Since [3] is a Radix-10 implementation with the similar algorithm, its implementation results are comparable. The environment of that implementation is the Power 6 5GHz 13-FO4 cycle time. It takes 82 cycles to reach a 16-digit's accuracy. The latency is 1066 FO4, which is almost 3 times larger than ours. Except the fact that CLA is used in calculating the partial reminder, the selection by truncation algorithm works better in Radix-100 since with some sacrifice in the initialization time, the number of iterations can be reduced a lot, which results in a better latency. Tomas Lang's work [1] is among the top in the field of SRT based Radix-10 division and it is synthesized in the same library as our work. It reached 20ns latency with 1ns per each cycle, which is 444 FO4. Our Radix-100 divider is 16% quicker than Tomas Lang's one.

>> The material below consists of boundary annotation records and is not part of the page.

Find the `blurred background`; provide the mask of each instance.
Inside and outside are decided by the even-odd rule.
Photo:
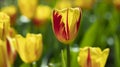
[[[0,11],[7,13],[18,34],[42,33],[43,53],[37,67],[62,67],[60,43],[52,30],[52,10],[81,7],[82,19],[71,44],[71,67],[79,67],[80,47],[110,48],[105,67],[120,67],[120,0],[0,0]],[[17,54],[13,67],[30,67]]]

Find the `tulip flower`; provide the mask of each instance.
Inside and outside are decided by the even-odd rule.
[[[53,10],[52,26],[57,39],[69,44],[77,36],[82,11],[80,8]]]
[[[36,9],[36,13],[33,18],[33,23],[35,24],[35,26],[40,26],[45,24],[46,20],[50,18],[50,14],[51,14],[51,8],[49,6],[39,5]]]
[[[101,50],[99,47],[80,48],[78,63],[81,67],[105,67],[109,48]]]
[[[0,39],[5,40],[10,28],[10,18],[7,14],[0,12]]]
[[[39,59],[42,54],[42,35],[28,33],[26,38],[16,35],[16,46],[20,58],[25,63],[32,63]]]
[[[9,36],[11,38],[14,38],[16,34],[17,34],[17,32],[15,31],[15,29],[10,27],[10,29],[9,29]]]
[[[56,3],[55,8],[56,9],[63,9],[63,8],[70,8],[72,6],[71,2],[69,0],[60,0]]]
[[[37,7],[38,0],[18,0],[18,6],[22,15],[26,16],[27,18],[33,18]]]
[[[91,9],[95,0],[74,0],[74,6],[79,6],[85,9]]]
[[[0,39],[0,67],[10,67],[5,41]]]
[[[6,38],[7,55],[10,64],[13,64],[16,58],[16,50],[12,40],[13,39],[9,36]]]
[[[115,7],[120,10],[120,0],[113,0]]]
[[[10,16],[10,23],[11,25],[13,25],[15,23],[16,16],[17,16],[17,8],[14,5],[11,5],[7,7],[3,7],[1,11]]]

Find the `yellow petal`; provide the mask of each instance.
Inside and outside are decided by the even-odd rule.
[[[30,34],[26,38],[17,35],[17,48],[21,59],[25,63],[37,61],[42,54],[42,35]],[[22,42],[22,43],[21,43]]]

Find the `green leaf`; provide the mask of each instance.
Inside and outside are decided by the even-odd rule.
[[[99,23],[95,22],[85,33],[82,42],[80,43],[80,47],[84,46],[92,46],[96,40],[97,30],[99,27]]]

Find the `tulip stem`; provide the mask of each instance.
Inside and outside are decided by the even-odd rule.
[[[70,67],[70,46],[67,45],[67,67]]]

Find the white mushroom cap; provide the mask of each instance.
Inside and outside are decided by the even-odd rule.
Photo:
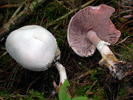
[[[7,52],[24,68],[44,71],[55,59],[57,43],[54,36],[38,25],[27,25],[9,34]]]

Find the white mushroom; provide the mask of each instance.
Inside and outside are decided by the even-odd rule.
[[[12,58],[32,71],[45,71],[60,58],[55,37],[38,25],[14,30],[7,37],[5,46]],[[65,68],[59,62],[55,66],[60,74],[60,83],[63,84],[67,78]]]

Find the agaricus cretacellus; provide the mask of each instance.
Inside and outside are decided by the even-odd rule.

The comparison shown above and some other implementation results can be found in Table 2 . All the results are based on FO4, which is relatively fair than timing data based on different synthesis environment. The data in the table can prove the Radix-100 divider implemented by us is much faster than those Radix-10 dividers, while maintain the 16-digit precision. A notable feature of Radix-100 can be concluded based on the column showing the number of cycles for any decimal standard. Since the number of iteration cycles of Radix-100 is half the numbers of most Radix-10 algorithms, larger precision means that more cycles can be reduced. Therefore, Radix-100 divider is far beyond to reach of those Radix-10 dividers if Decimal128 (I=34) is required. V. CONSLUSION Due to the increasing demand of fast and precise division, a Radix-100 division algorithm based on a combination of non-restoring and selection by truncation is presented and implemented in this paper. The most advantage of the algorithm utilized, compared with more common SRT based method, is the simple and quick QDS scheme. Two quotient digits can be determined at the same time. Therefore, a great number of iteration cycles are saved, resulting in a small latency.
A table of scaling parameters is built for the use of prescaling. Some techniques help to reduce the number of parameters from 900 to 180. Multiples of scaled divisor are generated in the initialization part, which can save iteration time significantly. The initialization will take relatively larger number of cycles which is still much less than the cycles reduced by the Radix-100 method. To further limit the number of multiples required in the iteration, a compensation method is implemented. By adding or removing some specified compensation values, the multiples are restricted within -5 and 5, which are relatively easy to calculate in the initialization.
The ultimate goal of the proposed divider is a small latency. The proposed algorithm is synthesized with the STM 90-nm standard cells library. 16-digit correct quotients can be produced after 14 cycles, and the latency is 16% faster than [1] , which is much faster than other Radix-10 dividers.